The bottom line is that challenges like defining evaluation criteria, avoiding biased tests, and controlling variables make assessments far messier than papers like this acknowledge. Proper testing requires acknowledging and addressing these complexities rather than oversimplifying "intelligence" as a unitary concept measurable through narrow challenge questions.
Shoddy Research Harms Progress
Papers like this that misrepresent and exaggerate declines in AI abilities contribute to an environment of fear and scepticism around progress in the field. How can we make productive improvements if we can't correctly evaluate where today's systems succeed and fail?
Rather than conduct careful, rigorous assessments grounded in understanding the technology's capabilities, the authors leaned hard into shock value. The result is a tabloid-worthy paper that wildly extrapolates a few cherry-picked examples into sweeping but unjustified claims of declining performance.

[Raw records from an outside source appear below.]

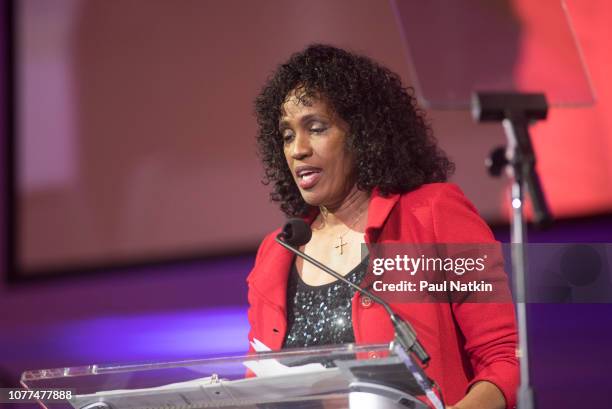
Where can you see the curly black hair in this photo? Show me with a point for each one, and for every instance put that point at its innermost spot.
(392, 144)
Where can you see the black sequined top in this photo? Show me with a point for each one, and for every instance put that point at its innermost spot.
(320, 315)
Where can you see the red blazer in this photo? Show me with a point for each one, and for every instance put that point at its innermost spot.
(466, 342)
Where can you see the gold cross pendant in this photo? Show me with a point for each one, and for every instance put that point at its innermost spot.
(341, 245)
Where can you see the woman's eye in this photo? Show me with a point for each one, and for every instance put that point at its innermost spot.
(287, 136)
(318, 129)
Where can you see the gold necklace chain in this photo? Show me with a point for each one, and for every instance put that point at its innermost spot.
(341, 243)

We must promote more thoughtful, honest, and nuanced perspectives. Papers like this Omen of "Dumb GPT" are clickbait - nothing more. But the underlying technology continues rapidly advancing if we can filter out the hysteria.
Progress Continues When Hype Fades
So next time you see a breathless headline about "ChatGPT Forgetting Everything!" take it with a massive grain of salt. The reality is nuanced, but progress continues.
Shoddy research harms the field when it misrepresents and exaggerates declines in narrow areas while ignoring the bigger picture. We owe it to ourselves and society to promote honest, thoughtful perspectives on AI, not tabloid-worthy clickbait.
With more measured analysis and realistic expectations, we can filter out the hysteria and focus on the remarkable progress in natural language generation. But we have to keep hype from drowning out the truth.